# March madness brackets



## grunt_smacker (Sep 7, 2007)

Those that are interested in competing in the annual NCAA brackets feel free to join in.
Here is the link

http://tournament.fantasysports.yah...nprivategroup_assign_team?GID=13053&P=hunters

if it asks for a password it is

hunters

Good luck to all and don't forget to name your bracket the same as your user name on here so we can tell each other apart.
You can not fill them out until the 17th of March, so don't forget to go back and fill out your brackets


----------



## grunt_smacker (Sep 7, 2007)

Games start this weekend, so let everybody know and fill out those brackets!!!


----------



## proutdoors (Sep 24, 2007)

I'm in. I never do very good, but its lots of fun...


----------



## dkhntrdstn (Sep 7, 2007)

man i missed this one


----------



## Wind In His Hair (Dec 31, 2009)

dkhntrdstn said:


> man i missed this one


Everyone did. I read that there were over 3 million people that participated in Yahoo brackets alone, and only 9 of them picked the Final Four correctly.


----------



## grunt_smacker (Sep 7, 2007)

Thanks to all those who participated this year.

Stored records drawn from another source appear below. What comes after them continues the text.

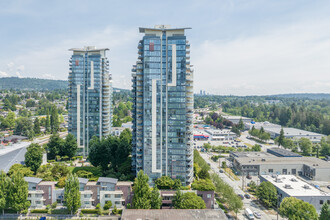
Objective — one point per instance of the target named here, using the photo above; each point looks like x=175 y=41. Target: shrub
x=39 y=211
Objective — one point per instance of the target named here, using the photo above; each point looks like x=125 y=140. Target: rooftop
x=259 y=160
x=32 y=179
x=107 y=180
x=282 y=152
x=165 y=214
x=293 y=186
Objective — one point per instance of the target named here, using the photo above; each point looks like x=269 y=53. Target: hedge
x=39 y=211
x=96 y=171
x=89 y=211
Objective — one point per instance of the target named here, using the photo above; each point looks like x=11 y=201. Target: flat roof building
x=291 y=186
x=259 y=163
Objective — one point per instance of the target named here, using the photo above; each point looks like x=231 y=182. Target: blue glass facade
x=89 y=96
x=162 y=113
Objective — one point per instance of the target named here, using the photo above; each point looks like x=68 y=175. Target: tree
x=25 y=171
x=325 y=212
x=18 y=193
x=188 y=200
x=281 y=138
x=33 y=157
x=203 y=185
x=266 y=192
x=164 y=182
x=54 y=146
x=141 y=198
x=294 y=208
x=36 y=127
x=305 y=146
x=107 y=205
x=4 y=190
x=71 y=193
x=54 y=123
x=235 y=204
x=155 y=199
x=69 y=146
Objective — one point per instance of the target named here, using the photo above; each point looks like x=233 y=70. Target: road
x=13 y=154
x=248 y=203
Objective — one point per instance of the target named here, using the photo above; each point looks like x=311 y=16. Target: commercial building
x=182 y=214
x=163 y=105
x=90 y=89
x=221 y=135
x=274 y=130
x=291 y=186
x=260 y=163
x=235 y=119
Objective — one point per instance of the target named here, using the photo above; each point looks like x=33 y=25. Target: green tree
x=164 y=182
x=54 y=146
x=69 y=146
x=305 y=146
x=294 y=208
x=18 y=193
x=36 y=127
x=107 y=205
x=188 y=200
x=266 y=192
x=203 y=185
x=141 y=198
x=25 y=171
x=325 y=212
x=4 y=190
x=71 y=193
x=33 y=157
x=281 y=138
x=155 y=199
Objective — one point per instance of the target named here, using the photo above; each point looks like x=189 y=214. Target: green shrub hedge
x=39 y=211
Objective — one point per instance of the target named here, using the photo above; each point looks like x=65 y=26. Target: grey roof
x=83 y=180
x=166 y=214
x=282 y=152
x=107 y=180
x=32 y=179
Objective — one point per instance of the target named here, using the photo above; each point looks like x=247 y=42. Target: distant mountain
x=38 y=84
x=304 y=95
x=32 y=83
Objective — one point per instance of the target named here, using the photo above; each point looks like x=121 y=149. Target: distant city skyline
x=238 y=47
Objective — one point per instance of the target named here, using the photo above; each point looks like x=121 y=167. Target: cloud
x=281 y=60
x=3 y=74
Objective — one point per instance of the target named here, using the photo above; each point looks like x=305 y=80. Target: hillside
x=32 y=83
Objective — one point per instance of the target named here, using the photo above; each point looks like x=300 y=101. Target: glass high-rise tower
x=90 y=89
x=163 y=105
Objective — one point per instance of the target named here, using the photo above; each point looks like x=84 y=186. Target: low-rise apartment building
x=291 y=186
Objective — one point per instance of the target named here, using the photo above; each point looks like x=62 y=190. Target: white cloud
x=3 y=74
x=282 y=60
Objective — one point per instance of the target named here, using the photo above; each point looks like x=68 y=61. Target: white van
x=249 y=214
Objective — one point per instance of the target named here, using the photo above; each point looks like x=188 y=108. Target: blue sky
x=237 y=47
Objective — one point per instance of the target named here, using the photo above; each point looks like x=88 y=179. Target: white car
x=257 y=214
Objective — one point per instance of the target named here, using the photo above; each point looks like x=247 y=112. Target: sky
x=243 y=47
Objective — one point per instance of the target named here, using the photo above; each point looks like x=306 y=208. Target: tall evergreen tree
x=18 y=193
x=36 y=127
x=141 y=199
x=325 y=212
x=155 y=199
x=71 y=193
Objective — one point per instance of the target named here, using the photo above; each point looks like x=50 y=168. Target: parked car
x=257 y=214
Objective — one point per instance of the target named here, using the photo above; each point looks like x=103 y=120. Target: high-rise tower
x=90 y=89
x=163 y=105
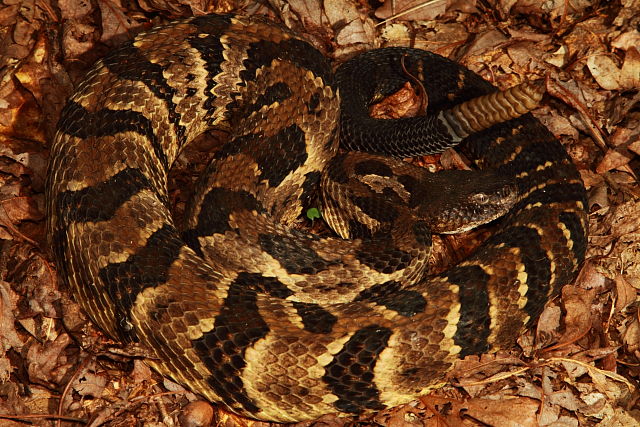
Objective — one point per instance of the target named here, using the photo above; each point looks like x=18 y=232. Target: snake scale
x=294 y=326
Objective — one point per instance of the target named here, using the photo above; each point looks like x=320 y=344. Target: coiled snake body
x=292 y=326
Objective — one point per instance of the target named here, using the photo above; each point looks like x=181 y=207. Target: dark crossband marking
x=473 y=328
x=372 y=167
x=287 y=146
x=390 y=295
x=148 y=267
x=294 y=254
x=211 y=51
x=237 y=327
x=315 y=318
x=148 y=73
x=350 y=374
x=83 y=124
x=213 y=217
x=536 y=262
x=384 y=259
x=544 y=195
x=262 y=53
x=277 y=92
x=376 y=208
x=101 y=201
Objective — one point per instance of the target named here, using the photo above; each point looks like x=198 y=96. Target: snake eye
x=480 y=198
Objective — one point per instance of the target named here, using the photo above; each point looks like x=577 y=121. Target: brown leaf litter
x=579 y=367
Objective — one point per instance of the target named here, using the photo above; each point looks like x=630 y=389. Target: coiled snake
x=278 y=324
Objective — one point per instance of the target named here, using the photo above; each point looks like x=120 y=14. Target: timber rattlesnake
x=249 y=338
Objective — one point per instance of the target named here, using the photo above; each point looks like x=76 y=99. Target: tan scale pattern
x=286 y=372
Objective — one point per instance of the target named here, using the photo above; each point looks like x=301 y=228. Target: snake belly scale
x=251 y=340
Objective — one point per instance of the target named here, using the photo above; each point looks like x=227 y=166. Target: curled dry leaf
x=612 y=77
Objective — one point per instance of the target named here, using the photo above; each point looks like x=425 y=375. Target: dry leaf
x=610 y=76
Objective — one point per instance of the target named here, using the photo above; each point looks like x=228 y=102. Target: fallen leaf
x=610 y=76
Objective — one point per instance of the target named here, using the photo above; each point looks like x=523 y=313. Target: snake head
x=456 y=201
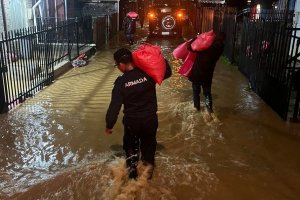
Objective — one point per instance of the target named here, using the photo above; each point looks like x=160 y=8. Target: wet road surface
x=53 y=146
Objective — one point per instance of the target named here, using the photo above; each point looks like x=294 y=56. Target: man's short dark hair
x=123 y=56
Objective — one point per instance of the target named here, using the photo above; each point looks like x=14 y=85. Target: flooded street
x=53 y=146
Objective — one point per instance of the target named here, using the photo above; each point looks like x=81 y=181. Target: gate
x=268 y=58
x=28 y=57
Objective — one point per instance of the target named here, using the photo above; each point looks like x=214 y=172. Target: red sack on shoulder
x=187 y=65
x=181 y=51
x=150 y=59
x=203 y=41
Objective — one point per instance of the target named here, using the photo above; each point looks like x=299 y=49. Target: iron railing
x=268 y=57
x=28 y=57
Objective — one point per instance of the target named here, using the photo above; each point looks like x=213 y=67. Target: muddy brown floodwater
x=53 y=146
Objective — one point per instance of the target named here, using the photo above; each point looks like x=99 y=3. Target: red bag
x=187 y=66
x=203 y=41
x=150 y=59
x=181 y=51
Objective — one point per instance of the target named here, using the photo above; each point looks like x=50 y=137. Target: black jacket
x=136 y=90
x=129 y=25
x=205 y=62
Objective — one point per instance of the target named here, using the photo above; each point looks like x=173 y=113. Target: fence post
x=3 y=105
x=68 y=39
x=77 y=35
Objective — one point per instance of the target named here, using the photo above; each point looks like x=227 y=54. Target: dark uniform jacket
x=205 y=62
x=129 y=25
x=136 y=90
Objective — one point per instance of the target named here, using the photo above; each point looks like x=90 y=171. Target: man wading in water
x=136 y=91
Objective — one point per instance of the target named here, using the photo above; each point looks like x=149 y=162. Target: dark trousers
x=140 y=138
x=130 y=38
x=207 y=93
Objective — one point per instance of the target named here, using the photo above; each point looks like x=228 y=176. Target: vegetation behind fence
x=28 y=56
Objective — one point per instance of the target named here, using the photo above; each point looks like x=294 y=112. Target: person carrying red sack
x=136 y=90
x=203 y=68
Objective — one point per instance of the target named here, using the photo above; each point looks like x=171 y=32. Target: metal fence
x=268 y=57
x=28 y=57
x=266 y=49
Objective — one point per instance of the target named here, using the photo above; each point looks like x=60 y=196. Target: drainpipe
x=4 y=18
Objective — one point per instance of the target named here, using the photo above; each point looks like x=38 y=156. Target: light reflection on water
x=53 y=146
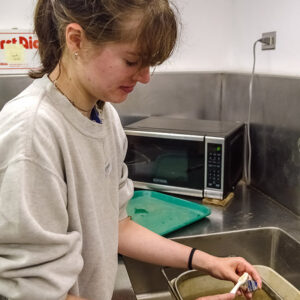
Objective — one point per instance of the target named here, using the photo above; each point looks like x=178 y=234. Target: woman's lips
x=127 y=89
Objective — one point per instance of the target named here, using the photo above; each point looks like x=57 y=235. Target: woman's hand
x=227 y=268
x=218 y=297
x=70 y=297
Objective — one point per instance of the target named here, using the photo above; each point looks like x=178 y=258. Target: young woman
x=63 y=183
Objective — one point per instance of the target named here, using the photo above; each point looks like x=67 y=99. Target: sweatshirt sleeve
x=39 y=258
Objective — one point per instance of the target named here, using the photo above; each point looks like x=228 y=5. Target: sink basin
x=269 y=246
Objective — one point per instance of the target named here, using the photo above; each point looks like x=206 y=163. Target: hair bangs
x=157 y=35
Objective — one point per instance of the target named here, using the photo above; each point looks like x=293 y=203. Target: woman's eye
x=131 y=63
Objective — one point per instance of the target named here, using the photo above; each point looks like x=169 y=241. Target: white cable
x=247 y=159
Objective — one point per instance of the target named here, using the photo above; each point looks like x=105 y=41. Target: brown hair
x=104 y=21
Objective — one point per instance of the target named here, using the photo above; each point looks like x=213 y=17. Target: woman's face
x=110 y=72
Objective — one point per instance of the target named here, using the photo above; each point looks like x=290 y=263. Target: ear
x=74 y=37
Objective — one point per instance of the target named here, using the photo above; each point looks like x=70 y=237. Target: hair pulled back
x=106 y=21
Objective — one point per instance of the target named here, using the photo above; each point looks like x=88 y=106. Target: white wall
x=16 y=13
x=251 y=19
x=205 y=42
x=217 y=35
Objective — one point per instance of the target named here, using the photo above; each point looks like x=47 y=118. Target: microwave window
x=166 y=161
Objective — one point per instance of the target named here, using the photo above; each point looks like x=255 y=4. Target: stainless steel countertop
x=248 y=209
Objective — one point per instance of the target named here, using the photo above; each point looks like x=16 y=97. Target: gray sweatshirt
x=63 y=189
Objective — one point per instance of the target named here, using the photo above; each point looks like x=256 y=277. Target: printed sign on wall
x=18 y=51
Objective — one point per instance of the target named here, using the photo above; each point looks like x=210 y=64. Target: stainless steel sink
x=268 y=246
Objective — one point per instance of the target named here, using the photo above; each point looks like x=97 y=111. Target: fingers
x=218 y=297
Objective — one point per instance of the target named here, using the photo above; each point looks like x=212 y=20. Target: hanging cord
x=248 y=158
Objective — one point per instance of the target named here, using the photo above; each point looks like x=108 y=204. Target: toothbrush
x=242 y=280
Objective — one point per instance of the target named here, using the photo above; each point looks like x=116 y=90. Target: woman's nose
x=143 y=75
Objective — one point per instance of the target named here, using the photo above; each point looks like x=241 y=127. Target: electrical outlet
x=269 y=40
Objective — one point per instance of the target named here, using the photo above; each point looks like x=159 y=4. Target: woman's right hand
x=71 y=297
x=218 y=297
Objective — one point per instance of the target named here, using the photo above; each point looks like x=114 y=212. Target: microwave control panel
x=214 y=165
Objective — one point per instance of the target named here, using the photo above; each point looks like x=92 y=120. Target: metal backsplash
x=275 y=121
x=275 y=132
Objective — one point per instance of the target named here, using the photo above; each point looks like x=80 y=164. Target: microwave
x=192 y=157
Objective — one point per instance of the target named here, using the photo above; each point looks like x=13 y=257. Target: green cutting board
x=162 y=213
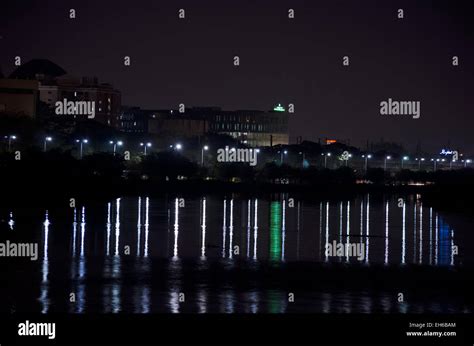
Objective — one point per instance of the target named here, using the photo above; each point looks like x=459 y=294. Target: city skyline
x=282 y=60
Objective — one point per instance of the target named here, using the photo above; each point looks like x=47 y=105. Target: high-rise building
x=251 y=127
x=18 y=97
x=55 y=85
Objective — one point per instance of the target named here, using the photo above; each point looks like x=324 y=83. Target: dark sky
x=289 y=61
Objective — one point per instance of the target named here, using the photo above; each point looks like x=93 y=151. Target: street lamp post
x=46 y=140
x=281 y=155
x=81 y=141
x=10 y=138
x=202 y=154
x=145 y=145
x=325 y=159
x=115 y=144
x=302 y=162
x=367 y=157
x=434 y=164
x=347 y=159
x=385 y=162
x=419 y=162
x=404 y=158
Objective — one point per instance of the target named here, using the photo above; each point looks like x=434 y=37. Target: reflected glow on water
x=205 y=235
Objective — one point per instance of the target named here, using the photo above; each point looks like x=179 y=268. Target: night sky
x=282 y=60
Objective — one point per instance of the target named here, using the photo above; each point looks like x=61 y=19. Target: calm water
x=216 y=254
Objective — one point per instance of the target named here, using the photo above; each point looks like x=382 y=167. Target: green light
x=279 y=108
x=275 y=231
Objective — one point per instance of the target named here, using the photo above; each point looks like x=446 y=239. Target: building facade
x=19 y=97
x=252 y=127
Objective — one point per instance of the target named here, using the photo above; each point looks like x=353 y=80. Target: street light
x=302 y=162
x=435 y=163
x=46 y=140
x=145 y=145
x=325 y=159
x=10 y=138
x=385 y=162
x=202 y=154
x=347 y=158
x=81 y=141
x=281 y=155
x=404 y=158
x=367 y=157
x=419 y=162
x=115 y=144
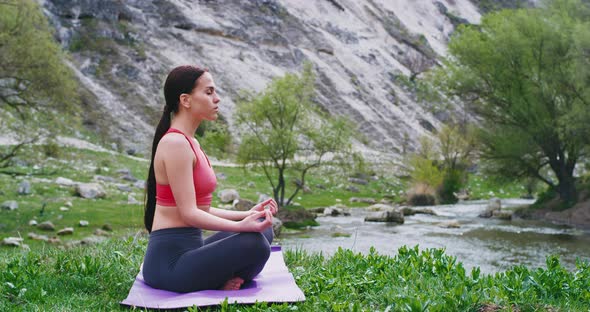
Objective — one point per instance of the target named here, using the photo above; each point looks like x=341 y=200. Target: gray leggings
x=177 y=259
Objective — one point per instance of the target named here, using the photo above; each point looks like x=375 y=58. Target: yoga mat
x=273 y=284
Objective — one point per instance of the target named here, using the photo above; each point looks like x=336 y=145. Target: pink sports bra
x=203 y=178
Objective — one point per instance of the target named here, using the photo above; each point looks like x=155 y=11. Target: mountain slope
x=122 y=51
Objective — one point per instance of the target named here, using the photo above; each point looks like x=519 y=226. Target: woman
x=179 y=191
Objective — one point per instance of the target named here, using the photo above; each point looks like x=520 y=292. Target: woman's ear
x=185 y=100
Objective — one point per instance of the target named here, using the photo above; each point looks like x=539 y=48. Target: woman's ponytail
x=182 y=79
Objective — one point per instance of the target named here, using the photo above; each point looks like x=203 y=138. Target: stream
x=492 y=244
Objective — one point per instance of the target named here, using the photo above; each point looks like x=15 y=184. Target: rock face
x=362 y=52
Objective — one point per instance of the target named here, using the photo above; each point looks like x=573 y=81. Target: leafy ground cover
x=96 y=279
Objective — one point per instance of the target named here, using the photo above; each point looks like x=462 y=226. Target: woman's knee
x=256 y=243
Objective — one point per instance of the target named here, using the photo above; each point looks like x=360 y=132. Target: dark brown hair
x=182 y=79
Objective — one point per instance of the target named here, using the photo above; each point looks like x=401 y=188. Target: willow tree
x=525 y=74
x=285 y=133
x=35 y=85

Rank Bracket--------1------2-----3----4---Semis-----Finals------Points----Possible Pts
1 cat's dartboard--22----24----12---8-----16---32 (Louisville)----114----114
2 Produece-------23-----16----12---8-----16---32 (Louisville) ---107----107
3 SvMoose-------22-----14----12---8-----16---32 (Louisville)----104----104
4 mikevanwilder---21-----22----16---8-----16---0 (Indiana)-------83-----83
5 *Grunt_smacker-19-----20----4---8------0----0 (Indiana)-------51-----51
6 Wind In His Hair--19----16----8----0-----0-----0 (Gonzaga)------43-----43

Congrats to the lucky ones who didn't get to busted out early on this year!


----------



## Catherder (Aug 2, 2008)

Thanks for running it for us this year. It was quite a tournament. Lets do it again next year!


----------